Hatteras Financial (NYSE:HTS) is one of these virtual banks. It only invests in these 100% government-guaranteed mortgage deals. And right now, Hatteras can borrow money at the lowest rates in its history, thanks to the Federal Reserve cutting short-term interest rates to near zero. HTS has a 60% profit margin. HTS is currently trading at $27.93 above its price when it announced a $0.90 cent dividend on December 13 2011. Hatteras, by law, pays out basically all of its earnings in the form of dividends. Based on its current share price of $25, that's a 13% dividend yield. HTS has an equity summary score of 8.6 out of 10 which is rated as bullish.
Just like Hatteras, Annaly Capital (NYSE:NLY) makes big money when the interest-rate spread is high. And just like Hatteras, it pays out basically all of its earnings in dividends. NLY is trading at $16.88 with a 14% dividend yield. NLY is the largest stock in this industry with a market capitalization of $16.2 billion. Dividend payouts for these stocks will remain hefty as long as interest rates stay at historical lows. With the Fed keeping rates low until 2014, there does not appear to be much risk in the near future.
The best time to buy these stocks is when they are trading at or below book value.
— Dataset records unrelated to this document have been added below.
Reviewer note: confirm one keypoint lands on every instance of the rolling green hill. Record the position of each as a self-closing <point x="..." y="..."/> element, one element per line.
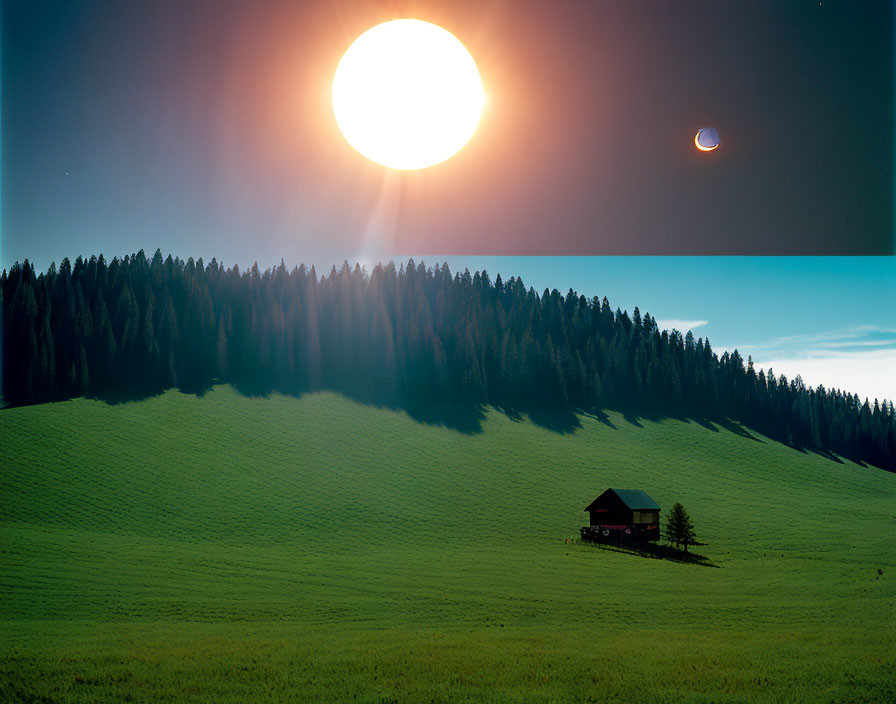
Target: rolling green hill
<point x="227" y="548"/>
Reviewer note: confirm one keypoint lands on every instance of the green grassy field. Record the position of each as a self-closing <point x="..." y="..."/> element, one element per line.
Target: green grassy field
<point x="235" y="549"/>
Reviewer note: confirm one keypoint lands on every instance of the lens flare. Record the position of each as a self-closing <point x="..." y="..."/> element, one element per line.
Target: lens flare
<point x="407" y="94"/>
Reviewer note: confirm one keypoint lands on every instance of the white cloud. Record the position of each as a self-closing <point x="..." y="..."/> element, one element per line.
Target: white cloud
<point x="680" y="325"/>
<point x="869" y="373"/>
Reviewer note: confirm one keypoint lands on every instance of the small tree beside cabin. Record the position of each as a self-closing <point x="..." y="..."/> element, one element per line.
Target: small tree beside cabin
<point x="679" y="529"/>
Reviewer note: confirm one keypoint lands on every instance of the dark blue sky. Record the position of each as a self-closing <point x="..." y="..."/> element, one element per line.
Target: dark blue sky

Currently, both HTS and NLY have a price to book of around 1.0 which is still in the buying range.
Another stock in this industry is Two Harbors Investment Corp (NYSE:TWO). TWO is trading at $9.85 with a dividend yield of 16.5%. TWO has a market cap of $1.7 billion and trades at a P/E of 6.5. It has a price to book ratio of 1.02, valued similar to HTS and NLY. The big difference of TWO is that it only invests 80% of its capital in 100% backed government bonds with the other 20% in underpriced bonds. This is called a hybrid model that increases its yield through the 20% underpriced bonds (higher yield) investment.
Two other stocks in this category include Chimera Investment Corp (NYSE:CIM) and CYS Investments (NYSE:CYS). CIM is trading at $2.99 with a 15% dividend yield. This small cap is cheap with a price to book ratio of 0.88 and a PE of 5.77. CIM has a bullish equity summary score of 8.6. Similarly, CYS is trading at $13.85 with a 15% dividend yield. CYS is not as cheap with a price to book ratio of 1.12. However, it has the highest equity summary score of 9.7 which is a very bullish outlook.
Disclosure: I have no positions in any stocks mentioned, and no plans to initiate any positions within the next 72 hours.